Mar drew himself out from Hildegarde’s embrace, took firm hold on his walking-stick and rose to his feet. He looked huge, as he towered above the two women, and rather wonderful, as both of them had often thought of late. Even the flippant Bella had said, “He’s more and more like Moses and the Prophets.”

“As to sitting here”—he looked down sternly on his wife—“you may as well understand, Harriet, that this is the house I propose to sit in till I go out lying down. Only not in this room. I agree with you as to the unfitness of that.” He limped over to the kitchen door, opened it, and said, “John, will you light a fire in the young gentlemen’s bedroom.”
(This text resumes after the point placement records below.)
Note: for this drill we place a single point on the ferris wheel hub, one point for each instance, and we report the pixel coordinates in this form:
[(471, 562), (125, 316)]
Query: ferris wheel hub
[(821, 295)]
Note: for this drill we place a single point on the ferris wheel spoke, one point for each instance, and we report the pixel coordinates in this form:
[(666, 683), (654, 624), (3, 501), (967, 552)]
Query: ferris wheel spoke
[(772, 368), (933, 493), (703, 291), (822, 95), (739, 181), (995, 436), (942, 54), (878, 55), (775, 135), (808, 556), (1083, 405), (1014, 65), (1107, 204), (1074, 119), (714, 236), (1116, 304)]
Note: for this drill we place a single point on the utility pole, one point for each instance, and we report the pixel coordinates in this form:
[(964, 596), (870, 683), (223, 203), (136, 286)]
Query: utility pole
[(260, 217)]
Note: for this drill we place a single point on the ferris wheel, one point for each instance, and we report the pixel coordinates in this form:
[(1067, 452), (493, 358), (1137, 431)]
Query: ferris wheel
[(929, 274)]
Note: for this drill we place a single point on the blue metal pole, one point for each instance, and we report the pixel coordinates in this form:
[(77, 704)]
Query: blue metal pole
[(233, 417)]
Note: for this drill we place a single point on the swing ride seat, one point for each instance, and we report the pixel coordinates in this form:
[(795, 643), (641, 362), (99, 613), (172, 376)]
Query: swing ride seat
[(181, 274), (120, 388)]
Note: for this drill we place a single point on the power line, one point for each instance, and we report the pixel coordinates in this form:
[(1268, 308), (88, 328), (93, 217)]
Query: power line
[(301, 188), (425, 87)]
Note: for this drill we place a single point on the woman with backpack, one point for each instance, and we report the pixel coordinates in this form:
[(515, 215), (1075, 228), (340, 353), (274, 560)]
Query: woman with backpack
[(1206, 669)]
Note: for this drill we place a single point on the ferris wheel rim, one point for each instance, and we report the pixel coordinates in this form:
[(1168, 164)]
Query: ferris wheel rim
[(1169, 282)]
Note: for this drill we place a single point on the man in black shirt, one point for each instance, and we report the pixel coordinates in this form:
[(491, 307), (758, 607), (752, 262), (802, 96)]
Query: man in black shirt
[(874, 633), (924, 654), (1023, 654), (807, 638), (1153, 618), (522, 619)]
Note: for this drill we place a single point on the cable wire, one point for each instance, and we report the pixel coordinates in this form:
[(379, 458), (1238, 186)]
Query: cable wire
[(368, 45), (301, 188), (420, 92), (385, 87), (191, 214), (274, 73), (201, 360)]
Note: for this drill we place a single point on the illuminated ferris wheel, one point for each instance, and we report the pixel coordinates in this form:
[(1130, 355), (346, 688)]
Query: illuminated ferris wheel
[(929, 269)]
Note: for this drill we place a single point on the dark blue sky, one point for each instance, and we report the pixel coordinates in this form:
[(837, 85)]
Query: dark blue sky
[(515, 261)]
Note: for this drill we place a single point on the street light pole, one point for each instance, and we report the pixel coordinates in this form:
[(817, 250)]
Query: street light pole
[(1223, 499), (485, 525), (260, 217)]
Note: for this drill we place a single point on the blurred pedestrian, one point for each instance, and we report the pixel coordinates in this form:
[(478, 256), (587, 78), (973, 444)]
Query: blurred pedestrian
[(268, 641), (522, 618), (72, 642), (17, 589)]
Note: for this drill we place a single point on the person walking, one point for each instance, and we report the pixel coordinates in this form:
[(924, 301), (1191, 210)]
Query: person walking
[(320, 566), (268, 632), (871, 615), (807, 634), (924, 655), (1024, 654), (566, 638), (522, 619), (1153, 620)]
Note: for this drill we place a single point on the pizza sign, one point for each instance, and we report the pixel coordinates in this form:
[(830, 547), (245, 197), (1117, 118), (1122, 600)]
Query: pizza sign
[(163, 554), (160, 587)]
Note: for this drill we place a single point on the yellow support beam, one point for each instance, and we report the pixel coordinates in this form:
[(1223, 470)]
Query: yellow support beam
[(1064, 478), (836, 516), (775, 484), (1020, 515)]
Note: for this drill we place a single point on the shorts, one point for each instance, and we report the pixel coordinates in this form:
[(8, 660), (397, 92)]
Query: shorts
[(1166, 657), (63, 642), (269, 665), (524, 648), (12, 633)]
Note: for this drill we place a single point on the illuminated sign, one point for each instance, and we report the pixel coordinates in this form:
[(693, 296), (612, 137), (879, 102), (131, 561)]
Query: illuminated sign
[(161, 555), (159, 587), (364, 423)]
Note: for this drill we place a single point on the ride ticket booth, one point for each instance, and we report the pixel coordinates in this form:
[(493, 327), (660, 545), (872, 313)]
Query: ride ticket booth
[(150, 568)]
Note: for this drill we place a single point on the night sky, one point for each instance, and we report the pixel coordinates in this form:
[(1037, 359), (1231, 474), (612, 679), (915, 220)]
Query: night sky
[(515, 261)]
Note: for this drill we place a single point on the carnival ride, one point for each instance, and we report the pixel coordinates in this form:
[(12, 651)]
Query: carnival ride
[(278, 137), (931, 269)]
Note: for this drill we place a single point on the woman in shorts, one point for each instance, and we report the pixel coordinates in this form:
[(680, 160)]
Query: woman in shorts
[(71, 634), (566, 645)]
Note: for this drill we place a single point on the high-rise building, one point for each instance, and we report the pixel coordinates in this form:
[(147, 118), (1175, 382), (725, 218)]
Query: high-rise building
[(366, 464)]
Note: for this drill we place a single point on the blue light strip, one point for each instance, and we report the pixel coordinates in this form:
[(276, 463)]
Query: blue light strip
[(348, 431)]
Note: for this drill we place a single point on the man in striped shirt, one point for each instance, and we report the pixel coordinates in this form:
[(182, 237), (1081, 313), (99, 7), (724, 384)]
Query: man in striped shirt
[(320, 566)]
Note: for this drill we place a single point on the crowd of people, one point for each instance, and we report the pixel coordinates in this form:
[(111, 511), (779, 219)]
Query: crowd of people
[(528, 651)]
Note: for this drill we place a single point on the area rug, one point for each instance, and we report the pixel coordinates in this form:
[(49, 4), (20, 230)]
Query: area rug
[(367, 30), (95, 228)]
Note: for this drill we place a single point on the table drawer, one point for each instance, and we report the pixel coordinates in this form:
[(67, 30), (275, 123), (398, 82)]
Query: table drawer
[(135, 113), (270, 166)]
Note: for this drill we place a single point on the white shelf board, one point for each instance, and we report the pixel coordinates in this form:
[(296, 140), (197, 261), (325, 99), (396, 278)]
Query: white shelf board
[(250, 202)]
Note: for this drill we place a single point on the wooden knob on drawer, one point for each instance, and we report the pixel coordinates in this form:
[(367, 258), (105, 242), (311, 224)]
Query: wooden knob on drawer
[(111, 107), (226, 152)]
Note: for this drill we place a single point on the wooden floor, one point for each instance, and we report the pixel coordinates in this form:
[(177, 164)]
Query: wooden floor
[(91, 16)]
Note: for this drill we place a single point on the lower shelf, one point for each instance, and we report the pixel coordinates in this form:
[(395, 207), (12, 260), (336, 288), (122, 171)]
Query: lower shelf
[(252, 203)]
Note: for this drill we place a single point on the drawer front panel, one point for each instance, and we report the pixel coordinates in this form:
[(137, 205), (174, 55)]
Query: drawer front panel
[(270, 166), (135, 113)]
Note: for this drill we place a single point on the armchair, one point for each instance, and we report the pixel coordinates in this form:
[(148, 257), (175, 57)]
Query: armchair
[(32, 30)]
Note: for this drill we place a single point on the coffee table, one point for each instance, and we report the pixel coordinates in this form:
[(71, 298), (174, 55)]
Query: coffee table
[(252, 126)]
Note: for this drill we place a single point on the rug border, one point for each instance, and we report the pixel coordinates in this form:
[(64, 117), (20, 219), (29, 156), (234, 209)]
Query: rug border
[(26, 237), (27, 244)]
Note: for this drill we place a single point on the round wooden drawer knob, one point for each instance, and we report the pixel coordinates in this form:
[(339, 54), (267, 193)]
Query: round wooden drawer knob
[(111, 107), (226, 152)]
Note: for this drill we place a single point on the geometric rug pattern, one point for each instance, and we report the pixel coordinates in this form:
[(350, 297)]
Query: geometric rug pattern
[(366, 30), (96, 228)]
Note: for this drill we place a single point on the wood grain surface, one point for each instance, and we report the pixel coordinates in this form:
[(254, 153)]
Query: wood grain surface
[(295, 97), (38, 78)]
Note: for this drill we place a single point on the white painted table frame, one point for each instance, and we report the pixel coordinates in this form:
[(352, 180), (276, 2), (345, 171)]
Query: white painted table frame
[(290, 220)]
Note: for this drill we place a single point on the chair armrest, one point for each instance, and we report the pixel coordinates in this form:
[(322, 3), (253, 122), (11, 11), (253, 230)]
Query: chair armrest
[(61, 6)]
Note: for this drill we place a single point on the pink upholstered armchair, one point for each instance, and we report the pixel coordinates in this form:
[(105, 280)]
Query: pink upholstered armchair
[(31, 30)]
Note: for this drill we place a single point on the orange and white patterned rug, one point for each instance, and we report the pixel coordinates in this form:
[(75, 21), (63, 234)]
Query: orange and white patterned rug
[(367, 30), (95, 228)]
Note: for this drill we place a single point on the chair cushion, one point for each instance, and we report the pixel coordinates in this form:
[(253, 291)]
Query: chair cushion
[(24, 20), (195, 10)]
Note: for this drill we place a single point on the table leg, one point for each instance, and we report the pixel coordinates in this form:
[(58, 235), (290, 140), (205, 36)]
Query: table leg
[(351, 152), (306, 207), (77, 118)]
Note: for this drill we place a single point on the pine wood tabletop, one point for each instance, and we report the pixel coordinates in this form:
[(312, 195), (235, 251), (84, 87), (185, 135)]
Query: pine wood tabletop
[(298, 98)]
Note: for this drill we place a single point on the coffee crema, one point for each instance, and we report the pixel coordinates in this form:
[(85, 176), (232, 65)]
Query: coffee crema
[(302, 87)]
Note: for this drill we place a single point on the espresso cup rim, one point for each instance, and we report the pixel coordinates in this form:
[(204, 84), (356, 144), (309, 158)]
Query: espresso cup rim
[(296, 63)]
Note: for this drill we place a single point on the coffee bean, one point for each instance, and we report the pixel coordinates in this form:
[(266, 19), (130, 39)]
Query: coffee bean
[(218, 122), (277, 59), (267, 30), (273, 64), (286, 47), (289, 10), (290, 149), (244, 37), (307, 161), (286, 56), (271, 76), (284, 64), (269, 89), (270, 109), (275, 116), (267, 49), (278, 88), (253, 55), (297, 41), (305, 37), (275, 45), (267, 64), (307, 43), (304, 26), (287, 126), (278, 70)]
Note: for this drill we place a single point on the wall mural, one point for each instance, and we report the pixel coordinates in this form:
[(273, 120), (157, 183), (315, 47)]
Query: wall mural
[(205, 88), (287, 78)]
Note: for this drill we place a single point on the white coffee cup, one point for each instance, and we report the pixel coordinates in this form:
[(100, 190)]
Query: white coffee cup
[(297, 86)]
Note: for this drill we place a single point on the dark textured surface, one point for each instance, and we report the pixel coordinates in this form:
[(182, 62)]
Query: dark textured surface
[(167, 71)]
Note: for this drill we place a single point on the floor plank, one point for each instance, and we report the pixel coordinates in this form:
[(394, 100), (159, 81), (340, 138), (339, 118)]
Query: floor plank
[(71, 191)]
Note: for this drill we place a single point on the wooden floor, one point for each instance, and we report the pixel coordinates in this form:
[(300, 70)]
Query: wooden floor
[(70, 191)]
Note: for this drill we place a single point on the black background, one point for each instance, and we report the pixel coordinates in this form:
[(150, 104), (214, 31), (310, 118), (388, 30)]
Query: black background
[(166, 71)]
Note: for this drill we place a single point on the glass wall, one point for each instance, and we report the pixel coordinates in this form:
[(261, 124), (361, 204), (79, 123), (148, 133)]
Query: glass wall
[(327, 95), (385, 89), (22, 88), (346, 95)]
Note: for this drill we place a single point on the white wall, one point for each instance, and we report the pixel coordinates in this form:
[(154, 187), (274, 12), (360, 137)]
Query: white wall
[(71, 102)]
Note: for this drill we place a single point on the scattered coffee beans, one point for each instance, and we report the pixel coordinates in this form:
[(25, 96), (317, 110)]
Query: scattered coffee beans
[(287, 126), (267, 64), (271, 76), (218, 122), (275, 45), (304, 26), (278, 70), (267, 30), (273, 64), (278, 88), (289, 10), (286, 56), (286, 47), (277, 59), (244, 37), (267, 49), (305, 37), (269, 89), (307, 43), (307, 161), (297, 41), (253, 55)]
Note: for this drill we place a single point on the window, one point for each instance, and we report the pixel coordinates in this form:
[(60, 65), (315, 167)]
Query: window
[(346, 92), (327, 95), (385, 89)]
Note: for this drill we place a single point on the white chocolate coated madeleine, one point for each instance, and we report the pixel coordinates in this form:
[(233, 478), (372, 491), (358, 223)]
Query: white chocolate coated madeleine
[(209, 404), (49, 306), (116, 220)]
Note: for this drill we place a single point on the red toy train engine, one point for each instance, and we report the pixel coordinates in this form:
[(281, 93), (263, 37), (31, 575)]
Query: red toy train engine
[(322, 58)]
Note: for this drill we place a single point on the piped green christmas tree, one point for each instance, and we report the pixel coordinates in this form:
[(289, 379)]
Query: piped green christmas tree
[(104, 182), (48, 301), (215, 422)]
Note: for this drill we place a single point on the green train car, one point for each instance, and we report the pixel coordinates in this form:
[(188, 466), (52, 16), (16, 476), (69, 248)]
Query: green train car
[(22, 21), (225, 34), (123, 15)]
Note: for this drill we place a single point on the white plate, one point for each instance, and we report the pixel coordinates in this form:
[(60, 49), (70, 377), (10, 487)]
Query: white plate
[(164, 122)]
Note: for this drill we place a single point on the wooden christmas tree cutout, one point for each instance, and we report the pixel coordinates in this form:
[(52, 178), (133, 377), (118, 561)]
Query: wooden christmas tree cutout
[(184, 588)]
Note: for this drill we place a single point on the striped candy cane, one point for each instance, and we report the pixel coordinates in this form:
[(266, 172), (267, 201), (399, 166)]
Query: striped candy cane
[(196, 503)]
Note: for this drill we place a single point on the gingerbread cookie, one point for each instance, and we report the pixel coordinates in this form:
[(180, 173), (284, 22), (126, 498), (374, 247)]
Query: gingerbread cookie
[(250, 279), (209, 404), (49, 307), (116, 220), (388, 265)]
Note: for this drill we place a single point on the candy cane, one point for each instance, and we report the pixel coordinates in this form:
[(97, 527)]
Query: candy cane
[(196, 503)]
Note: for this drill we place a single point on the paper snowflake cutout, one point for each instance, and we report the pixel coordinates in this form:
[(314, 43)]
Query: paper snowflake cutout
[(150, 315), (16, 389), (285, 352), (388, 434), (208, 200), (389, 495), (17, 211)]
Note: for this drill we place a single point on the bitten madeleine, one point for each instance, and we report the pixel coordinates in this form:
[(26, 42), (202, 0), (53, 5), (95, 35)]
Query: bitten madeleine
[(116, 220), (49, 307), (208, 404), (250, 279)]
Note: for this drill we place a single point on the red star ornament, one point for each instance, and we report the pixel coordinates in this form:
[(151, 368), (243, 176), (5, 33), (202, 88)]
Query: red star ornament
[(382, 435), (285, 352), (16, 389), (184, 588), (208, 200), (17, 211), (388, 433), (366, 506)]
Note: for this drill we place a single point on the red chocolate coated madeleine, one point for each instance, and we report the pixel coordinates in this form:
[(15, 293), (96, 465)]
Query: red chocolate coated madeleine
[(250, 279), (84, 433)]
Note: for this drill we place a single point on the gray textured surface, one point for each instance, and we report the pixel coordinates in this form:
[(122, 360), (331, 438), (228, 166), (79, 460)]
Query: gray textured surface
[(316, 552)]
Mrs. Mar stared a moment, and then went up-stairs to take off her things. It was no secret between her and Hildegarde that “after all” they stood a little in awe of the head of the house. The girl, however, knowing herself a privileged character, attempted to smooth things over with a little jest. She linked her arm in his, and told how her mother, on the way down in the train, had produced the book rest and a minute pencil from her traveling-bag, had fastened the rest on the back of the seat in front of her, to the surprise and inconvenience of the occupants, had set up the French biography, put on her spectacles, got out her crochet and read her “Lucien PÉrey” and crocheted for dear life (or for the Hindus rather) every minute of the time that she was being rushed along by the express to Fern Lea; “and Louis Cheviot leaned over and whispered in my ear, ‘Your mother’s losing time with her feet.’”

But Mar’s faint smile was pretty grim. “Your mother has all the virtues, my dear, but she’s a woman of an implacable industry.”

With the help of John Chinaman and the grocer’s boy, that very afternoon Mr. Mar got his big desk established in “the spare chamber” that had been Trenn’s and Harry’s room, and still was theirs when one or other of them was in town,—which was often enough whenever Bella was staying at the Mars’.

But whether it was that uncomfortable as the old quarters had been, it disturbed Mar to change them after thirty years, certainly, in spite of his pronouncement to his wife, he did not “sit” at home as much after this. He made a habit of going down town after breakfast, to the San Joaquin Hotel “to read the papers,” really to smoke in peace, and exchange views on the political situation, or the Cuban atrocities, with chance travelers or old habituÉs.

Then came the day when Spanish incompetence and cruelty found a rival excitement. In a remote region of British North America gold had been discovered. The veterans in the San Joaquin reading-room pooh-poohed the notion—all but Nathaniel Mar.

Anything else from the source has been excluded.